Disclaimer About Power Figures Today:

The power figures presented today were captured using the same methodology we generally use on commercial devices, however this year we’ve noted a large discrepancy between figures reported by the QRD865’s fuel-gauge and the actual power consumption of the device. Generally, we’ve noted that there’s a discrepancy factor of roughly 3x. We’ve reached out to Qualcomm and they confirmed in a very quick testing that there’s a discrepancy of >2.5x. Furthermore, the QRD865 phones this year again suffered from excessive idle power figures of >1.3W.

I’ve attempted to compensate the data as best I could, however the figures published today are merely preliminary and of lower confidence than usual.
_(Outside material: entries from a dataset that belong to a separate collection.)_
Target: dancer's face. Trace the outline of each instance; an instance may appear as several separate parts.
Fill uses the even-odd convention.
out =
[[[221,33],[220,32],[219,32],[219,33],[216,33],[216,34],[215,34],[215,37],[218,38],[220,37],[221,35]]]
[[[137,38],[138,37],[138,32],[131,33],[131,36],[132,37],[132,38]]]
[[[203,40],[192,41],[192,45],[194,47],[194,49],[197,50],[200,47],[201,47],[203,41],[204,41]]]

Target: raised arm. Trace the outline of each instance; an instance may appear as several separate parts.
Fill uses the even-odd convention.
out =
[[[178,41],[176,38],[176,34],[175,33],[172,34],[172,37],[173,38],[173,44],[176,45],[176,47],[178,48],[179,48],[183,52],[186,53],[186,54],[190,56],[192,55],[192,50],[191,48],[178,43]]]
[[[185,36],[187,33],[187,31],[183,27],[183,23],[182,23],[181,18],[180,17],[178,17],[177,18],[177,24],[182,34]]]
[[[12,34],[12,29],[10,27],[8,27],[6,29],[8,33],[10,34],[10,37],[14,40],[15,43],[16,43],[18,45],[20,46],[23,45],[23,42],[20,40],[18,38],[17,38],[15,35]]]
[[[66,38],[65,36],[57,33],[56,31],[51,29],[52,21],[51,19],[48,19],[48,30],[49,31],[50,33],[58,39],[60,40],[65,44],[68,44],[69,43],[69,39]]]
For what it’s worth, last year, the QRD855 data was within 5% of the commercial phones’ measurements. We’ll be naturally re-testing everything once we get our hands on final commercial devices.

In the SPECint2006 suite, we’re seeing some noticeable performance improvements across the board, with some benchmarks posting some larger than expected increases. The biggest improvements are seen in the memory intensive workloads. 429.mcf is DRAM latency bound and sees a massive improvement of up to 46% compared to the Snapdragon 855.

What’s interesting to see is that some execution bound benchmarks such as 456.hmmer seeing a 28% upgrade. The A77 has an added 4th ALU which represents a 33% throughput increase in simple integer operations, which I don’t doubt is a major reason for the improvements seen here.

The improvements aren’t across the board, with 400.perlbench in particular seeing even a slight degradation for some reason. 403.gcc also saw a smaller 12% increase – it’s likely these benchmarks are bound by other aspects of the microarchitecture.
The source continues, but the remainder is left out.